This image from the white paper shows six science objectives. The coloured dots represent rotorcraft capabilities that address each objective. Green is for range, purple is access to hazardous terrain, and blue is access to the planetary boundary layer. The planetary boundary layer is an atmospheric boundary layer which extends ~5–10 km above the surface. It’s a previously inaccessible region of Mars that controls interactions between the atmosphere and the surface. Image Credit: NASA

The white paper also identifies science payloads and specific locations where the MSH could meet the scientific objectives. These are broken down into three mission concepts, with each one having different instruments. They are Clays and Astrobiology, Ice-Exposing Scarps, and Crustal Magnetism. These three objectives are well-known to Universe Today readers.

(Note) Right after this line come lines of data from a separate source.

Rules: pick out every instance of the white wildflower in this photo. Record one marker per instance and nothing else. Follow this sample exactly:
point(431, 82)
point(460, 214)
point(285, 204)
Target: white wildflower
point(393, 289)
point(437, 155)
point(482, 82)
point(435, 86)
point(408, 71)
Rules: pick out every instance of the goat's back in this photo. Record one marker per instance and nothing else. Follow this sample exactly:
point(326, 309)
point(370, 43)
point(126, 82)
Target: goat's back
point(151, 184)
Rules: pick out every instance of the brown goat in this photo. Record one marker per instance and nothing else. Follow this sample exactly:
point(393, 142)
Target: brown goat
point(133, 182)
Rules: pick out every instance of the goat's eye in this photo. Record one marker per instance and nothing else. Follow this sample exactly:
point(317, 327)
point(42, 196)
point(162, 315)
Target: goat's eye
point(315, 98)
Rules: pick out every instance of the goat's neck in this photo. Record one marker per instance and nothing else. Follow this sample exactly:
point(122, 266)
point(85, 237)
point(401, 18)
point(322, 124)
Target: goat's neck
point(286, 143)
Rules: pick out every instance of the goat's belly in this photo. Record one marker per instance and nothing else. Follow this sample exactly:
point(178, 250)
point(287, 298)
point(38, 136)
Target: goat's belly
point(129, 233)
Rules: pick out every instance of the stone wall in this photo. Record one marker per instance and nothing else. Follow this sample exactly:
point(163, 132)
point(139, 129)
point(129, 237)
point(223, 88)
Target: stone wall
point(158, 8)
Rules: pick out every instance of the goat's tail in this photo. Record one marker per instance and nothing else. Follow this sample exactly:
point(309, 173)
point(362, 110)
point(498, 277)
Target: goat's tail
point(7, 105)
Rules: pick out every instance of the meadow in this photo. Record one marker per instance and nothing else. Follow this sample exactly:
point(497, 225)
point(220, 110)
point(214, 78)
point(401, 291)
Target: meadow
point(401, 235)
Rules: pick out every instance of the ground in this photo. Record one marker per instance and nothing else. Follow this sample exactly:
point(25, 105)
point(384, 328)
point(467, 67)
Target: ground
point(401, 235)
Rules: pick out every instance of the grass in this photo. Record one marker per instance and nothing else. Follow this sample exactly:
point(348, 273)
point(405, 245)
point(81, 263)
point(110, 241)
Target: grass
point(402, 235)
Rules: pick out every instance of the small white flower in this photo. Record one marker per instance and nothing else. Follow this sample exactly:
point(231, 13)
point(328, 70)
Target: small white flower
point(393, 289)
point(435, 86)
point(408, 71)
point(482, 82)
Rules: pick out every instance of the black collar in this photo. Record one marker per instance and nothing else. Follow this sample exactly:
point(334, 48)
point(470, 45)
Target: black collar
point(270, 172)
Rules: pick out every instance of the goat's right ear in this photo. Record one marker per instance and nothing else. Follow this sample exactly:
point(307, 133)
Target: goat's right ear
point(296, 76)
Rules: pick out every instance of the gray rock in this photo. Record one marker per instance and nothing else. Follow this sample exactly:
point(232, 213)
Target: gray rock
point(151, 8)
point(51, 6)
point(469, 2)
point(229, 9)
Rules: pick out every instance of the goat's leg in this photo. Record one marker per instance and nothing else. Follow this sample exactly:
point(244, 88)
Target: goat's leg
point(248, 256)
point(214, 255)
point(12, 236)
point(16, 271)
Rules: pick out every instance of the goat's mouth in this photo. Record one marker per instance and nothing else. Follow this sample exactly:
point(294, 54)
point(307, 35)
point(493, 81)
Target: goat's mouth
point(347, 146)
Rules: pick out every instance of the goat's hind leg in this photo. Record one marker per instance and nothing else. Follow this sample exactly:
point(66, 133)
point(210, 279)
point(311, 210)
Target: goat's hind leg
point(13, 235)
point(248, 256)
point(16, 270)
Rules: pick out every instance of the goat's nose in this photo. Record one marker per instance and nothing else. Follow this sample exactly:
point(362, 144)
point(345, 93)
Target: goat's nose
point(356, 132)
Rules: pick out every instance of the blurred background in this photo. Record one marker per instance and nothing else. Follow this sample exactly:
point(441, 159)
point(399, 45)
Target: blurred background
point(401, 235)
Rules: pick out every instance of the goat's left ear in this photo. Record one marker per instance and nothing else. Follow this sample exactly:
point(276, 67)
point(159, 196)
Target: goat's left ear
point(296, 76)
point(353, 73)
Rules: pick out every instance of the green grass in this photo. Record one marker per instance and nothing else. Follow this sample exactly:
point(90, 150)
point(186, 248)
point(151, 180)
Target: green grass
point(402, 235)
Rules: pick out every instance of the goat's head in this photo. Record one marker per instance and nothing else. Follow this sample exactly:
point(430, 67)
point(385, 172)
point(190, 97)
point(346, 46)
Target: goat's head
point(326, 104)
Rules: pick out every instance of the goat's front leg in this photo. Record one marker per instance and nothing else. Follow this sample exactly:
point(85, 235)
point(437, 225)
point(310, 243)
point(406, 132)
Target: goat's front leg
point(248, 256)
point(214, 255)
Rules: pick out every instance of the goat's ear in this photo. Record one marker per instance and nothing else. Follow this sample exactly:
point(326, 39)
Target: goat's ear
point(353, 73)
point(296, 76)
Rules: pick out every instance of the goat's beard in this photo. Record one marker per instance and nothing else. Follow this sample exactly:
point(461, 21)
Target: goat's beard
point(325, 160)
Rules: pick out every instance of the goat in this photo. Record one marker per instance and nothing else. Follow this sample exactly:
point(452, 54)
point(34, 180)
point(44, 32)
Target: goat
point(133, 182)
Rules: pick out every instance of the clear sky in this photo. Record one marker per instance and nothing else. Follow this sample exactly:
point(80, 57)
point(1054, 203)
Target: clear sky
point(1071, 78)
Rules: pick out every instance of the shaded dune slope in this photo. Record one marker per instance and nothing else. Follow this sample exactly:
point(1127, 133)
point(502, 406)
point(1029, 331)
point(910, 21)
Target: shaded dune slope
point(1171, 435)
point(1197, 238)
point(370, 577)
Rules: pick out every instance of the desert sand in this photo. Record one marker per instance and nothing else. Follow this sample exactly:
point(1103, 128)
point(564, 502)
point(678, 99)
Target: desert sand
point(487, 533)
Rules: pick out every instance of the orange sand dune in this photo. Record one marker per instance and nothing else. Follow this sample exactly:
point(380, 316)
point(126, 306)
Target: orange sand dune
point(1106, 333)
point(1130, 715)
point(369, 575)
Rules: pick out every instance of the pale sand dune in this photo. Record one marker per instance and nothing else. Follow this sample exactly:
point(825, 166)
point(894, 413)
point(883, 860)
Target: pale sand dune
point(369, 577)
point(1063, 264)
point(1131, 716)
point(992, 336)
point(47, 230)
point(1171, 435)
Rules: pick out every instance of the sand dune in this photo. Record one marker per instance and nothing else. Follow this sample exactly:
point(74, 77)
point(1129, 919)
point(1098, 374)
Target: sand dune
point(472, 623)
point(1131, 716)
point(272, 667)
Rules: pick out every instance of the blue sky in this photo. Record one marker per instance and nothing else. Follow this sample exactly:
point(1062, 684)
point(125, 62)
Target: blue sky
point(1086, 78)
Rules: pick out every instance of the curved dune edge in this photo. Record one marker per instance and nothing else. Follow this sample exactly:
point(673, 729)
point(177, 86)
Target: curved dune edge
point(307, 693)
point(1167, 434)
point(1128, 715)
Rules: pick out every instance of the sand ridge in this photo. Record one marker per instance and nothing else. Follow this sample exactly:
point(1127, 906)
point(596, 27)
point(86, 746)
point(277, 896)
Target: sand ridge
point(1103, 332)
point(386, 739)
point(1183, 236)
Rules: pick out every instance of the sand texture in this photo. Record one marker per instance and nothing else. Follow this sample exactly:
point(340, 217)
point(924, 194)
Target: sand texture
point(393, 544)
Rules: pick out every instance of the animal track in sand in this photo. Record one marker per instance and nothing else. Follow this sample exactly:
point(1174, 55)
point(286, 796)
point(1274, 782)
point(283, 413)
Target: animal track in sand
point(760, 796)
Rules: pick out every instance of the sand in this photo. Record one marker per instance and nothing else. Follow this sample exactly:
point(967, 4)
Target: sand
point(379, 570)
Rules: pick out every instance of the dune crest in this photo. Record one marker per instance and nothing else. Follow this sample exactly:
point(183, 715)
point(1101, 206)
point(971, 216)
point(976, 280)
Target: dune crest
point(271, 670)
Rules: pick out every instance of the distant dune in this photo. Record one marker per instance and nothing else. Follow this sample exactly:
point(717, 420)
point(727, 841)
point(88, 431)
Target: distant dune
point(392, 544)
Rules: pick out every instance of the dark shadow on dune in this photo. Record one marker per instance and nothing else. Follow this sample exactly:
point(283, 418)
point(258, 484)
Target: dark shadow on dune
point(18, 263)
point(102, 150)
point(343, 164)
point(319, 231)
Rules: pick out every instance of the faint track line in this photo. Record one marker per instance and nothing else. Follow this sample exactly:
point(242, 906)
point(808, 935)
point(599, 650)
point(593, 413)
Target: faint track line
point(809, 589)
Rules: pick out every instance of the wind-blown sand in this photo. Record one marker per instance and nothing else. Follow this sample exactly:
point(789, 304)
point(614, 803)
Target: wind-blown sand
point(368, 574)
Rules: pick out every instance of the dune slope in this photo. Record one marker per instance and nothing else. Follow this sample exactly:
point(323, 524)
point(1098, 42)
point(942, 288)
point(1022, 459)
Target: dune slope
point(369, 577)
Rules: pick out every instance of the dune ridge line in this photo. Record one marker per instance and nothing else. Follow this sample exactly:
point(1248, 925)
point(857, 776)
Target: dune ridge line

The instruments include sampling arms and microdrills, infrared imagers, neutron spectrometers, a meteorology package, a magnetometer, and a magnetometer.

This image from the white paper illustrates one of the mission concepts considered for a future MSH. The goals are to determine the relationship between recent climate change on Mars and the proposed Mars ice ages. It also includes mapping the horizontal and vertical distribution of accessible, near-surface water ice. Image Credit: NASA.

White papers are fascinating because they’re a window into all of the thinking that goes into an eventual mission design. As far as the authors are concerned, helicopters will likely be a mainstay of Mars missions. “The coaxial vehicle is sufficiently low-mass and low-volume that it should be considered in all future launch opportunities to Mars’ surface,” the paper says in its conclusion. “We recommend all possibilities be considered.”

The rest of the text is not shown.